Bohler scuffed the cement with the heel of her sensible cop shoe and stood as I walked up. ‘My cop friend in Laguna Beach says I should play along for now,’ she said, reaching into her jacket pocket, ‘but first, a DNA sample.’ She pulled out a small kit sealed in plastic and a pair of thin latex gloves.

‘You got usable DNA off Marilyn Paul, even though she’d been banged around, submerged, at the dam?’

She took a long cotton swab from the kit. ‘Don’t forget, she scratched at you before she died. Lucky for us, you were nice enough to put the poor woman in a really thick, big plastic bag. The bag stayed watertight and preserved her fingernails. God bless thick plastic, and God bless you, Elstrom, for being such an idiot.’

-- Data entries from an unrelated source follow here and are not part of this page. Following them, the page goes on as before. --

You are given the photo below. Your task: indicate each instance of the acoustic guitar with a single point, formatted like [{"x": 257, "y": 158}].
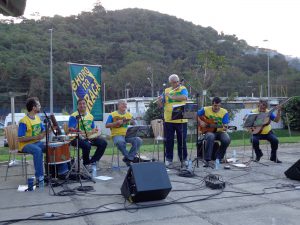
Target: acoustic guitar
[
  {"x": 263, "y": 119},
  {"x": 211, "y": 125}
]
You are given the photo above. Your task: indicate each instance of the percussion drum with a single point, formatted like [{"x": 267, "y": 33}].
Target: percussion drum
[{"x": 58, "y": 153}]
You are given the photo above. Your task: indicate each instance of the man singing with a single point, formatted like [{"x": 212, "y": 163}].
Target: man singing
[{"x": 174, "y": 95}]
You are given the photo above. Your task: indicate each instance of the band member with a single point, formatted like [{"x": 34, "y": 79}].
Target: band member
[
  {"x": 266, "y": 133},
  {"x": 174, "y": 95},
  {"x": 86, "y": 128},
  {"x": 30, "y": 133},
  {"x": 221, "y": 118},
  {"x": 118, "y": 122}
]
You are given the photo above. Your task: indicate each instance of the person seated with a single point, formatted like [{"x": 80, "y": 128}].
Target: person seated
[
  {"x": 118, "y": 122},
  {"x": 221, "y": 118},
  {"x": 86, "y": 128},
  {"x": 266, "y": 133},
  {"x": 30, "y": 133}
]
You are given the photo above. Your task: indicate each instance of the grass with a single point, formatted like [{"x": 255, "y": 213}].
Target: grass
[{"x": 238, "y": 138}]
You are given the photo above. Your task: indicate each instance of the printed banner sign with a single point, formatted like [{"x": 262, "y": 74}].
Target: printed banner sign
[{"x": 86, "y": 83}]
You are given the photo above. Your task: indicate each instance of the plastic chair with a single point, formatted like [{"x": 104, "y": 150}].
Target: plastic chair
[
  {"x": 11, "y": 133},
  {"x": 158, "y": 131}
]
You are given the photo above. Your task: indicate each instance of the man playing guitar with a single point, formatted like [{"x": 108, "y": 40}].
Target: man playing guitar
[
  {"x": 86, "y": 126},
  {"x": 266, "y": 132},
  {"x": 218, "y": 118}
]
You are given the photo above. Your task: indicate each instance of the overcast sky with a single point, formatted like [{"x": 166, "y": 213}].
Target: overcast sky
[{"x": 252, "y": 20}]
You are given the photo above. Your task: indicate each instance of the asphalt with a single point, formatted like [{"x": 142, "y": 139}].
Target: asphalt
[{"x": 259, "y": 194}]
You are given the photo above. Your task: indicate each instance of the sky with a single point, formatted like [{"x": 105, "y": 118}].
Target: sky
[{"x": 251, "y": 20}]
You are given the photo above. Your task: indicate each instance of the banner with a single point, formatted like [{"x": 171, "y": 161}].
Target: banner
[{"x": 86, "y": 83}]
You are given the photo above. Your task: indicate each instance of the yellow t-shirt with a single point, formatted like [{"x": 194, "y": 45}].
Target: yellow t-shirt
[
  {"x": 267, "y": 128},
  {"x": 169, "y": 103},
  {"x": 216, "y": 116},
  {"x": 33, "y": 128},
  {"x": 119, "y": 131}
]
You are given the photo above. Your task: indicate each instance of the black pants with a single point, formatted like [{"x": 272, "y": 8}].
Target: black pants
[
  {"x": 270, "y": 137},
  {"x": 86, "y": 145}
]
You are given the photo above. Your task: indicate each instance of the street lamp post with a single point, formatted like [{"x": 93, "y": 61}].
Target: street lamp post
[
  {"x": 51, "y": 73},
  {"x": 268, "y": 54},
  {"x": 151, "y": 81}
]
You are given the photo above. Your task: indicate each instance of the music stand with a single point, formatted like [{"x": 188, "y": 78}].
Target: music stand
[
  {"x": 78, "y": 168},
  {"x": 137, "y": 131},
  {"x": 253, "y": 120}
]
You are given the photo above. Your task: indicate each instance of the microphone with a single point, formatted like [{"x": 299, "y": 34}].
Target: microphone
[
  {"x": 79, "y": 115},
  {"x": 47, "y": 118}
]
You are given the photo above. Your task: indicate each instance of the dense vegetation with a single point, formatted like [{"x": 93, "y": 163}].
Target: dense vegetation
[{"x": 131, "y": 45}]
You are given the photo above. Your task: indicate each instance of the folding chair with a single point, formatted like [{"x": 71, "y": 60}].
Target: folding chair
[{"x": 11, "y": 133}]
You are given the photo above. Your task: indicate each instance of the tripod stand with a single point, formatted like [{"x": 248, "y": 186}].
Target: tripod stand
[{"x": 77, "y": 168}]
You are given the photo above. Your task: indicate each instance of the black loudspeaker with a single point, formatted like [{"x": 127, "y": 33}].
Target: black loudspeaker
[
  {"x": 147, "y": 181},
  {"x": 294, "y": 171}
]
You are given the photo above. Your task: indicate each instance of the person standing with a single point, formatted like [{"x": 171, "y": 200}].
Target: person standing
[
  {"x": 176, "y": 94},
  {"x": 266, "y": 133}
]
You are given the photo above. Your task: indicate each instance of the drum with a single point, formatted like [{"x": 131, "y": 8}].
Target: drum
[{"x": 58, "y": 152}]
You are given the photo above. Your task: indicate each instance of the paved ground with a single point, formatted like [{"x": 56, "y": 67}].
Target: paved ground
[{"x": 259, "y": 194}]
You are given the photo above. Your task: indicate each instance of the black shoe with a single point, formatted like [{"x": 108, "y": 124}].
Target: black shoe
[
  {"x": 275, "y": 159},
  {"x": 259, "y": 154},
  {"x": 127, "y": 161}
]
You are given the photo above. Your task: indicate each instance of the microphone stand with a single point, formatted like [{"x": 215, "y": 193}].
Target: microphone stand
[
  {"x": 47, "y": 124},
  {"x": 77, "y": 163}
]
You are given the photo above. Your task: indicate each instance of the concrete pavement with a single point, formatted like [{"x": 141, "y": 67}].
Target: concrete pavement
[{"x": 258, "y": 194}]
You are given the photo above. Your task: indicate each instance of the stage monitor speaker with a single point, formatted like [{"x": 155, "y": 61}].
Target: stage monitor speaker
[
  {"x": 148, "y": 181},
  {"x": 294, "y": 171}
]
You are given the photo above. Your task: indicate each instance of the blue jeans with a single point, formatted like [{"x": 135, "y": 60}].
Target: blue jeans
[
  {"x": 120, "y": 142},
  {"x": 210, "y": 138},
  {"x": 36, "y": 150},
  {"x": 181, "y": 132},
  {"x": 86, "y": 145},
  {"x": 269, "y": 137}
]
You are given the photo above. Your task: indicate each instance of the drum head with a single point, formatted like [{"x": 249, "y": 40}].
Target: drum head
[{"x": 55, "y": 144}]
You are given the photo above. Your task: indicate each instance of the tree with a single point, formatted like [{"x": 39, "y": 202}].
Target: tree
[{"x": 291, "y": 113}]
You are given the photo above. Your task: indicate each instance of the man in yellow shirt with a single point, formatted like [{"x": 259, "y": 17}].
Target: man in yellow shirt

I’d squinted at enough police dramas on my four-inch television screen to know the procedure. She swabbed the inside of my mouth and put the swab inside a long plastic container. Everything then went in a plastic bag and back in her pocket.

She gestured at the Jeep. ‘Cute, you leaving the insult of a Cheese Whopper wrapper stuffed in the dash,’ she said, ‘along with two entire Whoppers, though cheese-less, under the front seats.’

‘Ah, jeez,’ Leo muttered from a couple of feet behind me.

‘I knew I forgot to eat something,’ I said to Bohler. It was a lie; I’ve never forgotten to eat anything. Along with the wrapper, I’d left the burgers to foul the noses of any interested dogs, though my confidence in Booster Liss’s cleansing protocol was supreme.

‘You might be able to fool one of our dogs but not us two-legged cops, not forever,’ she said. ‘Anyway, in the spirit of friendship, I repositioned your Jeep several times while you were gone, to keep your burgers warm under the fullest force of the sun. Everyone likes hot, festering burgers, right?’ She offered up a smile. ‘Especially raccoons, those nocturnal foragers who can slip into cars if their doors have been carelessly left open by someone like me. Nothing’s ever wrong with raccoon noses, that’s for sure.’

I opened the driver’s door and released the stench of the sergeant’s vengeance. Raccoons had found the hamburgers. Worse, they’d lingered long enough to complete their full digestive processes before leaving.

‘As for me, Elstrom,’ she went on, smiling, ‘from now on, I’ll have to keep an eye on you from afar. The Paul murder was transferred, officially, to our detectives.’ She started toward the door of the garage.

‘Time for the grown-ups to investigate?’ I called after her.

‘Damn it, Dek!’ Leo whispered, moving up right behind me. ‘She’ll arrest you just on the basis of your attitude.’

Bohler stopped and turned around. She’d heard. ‘Tell your friend not yet,’ she said. ‘In fact, I didn’t tell our dicks anything about you, because I’m reserving the honor of arresting you for myself.’

She turned back around and went into the garage.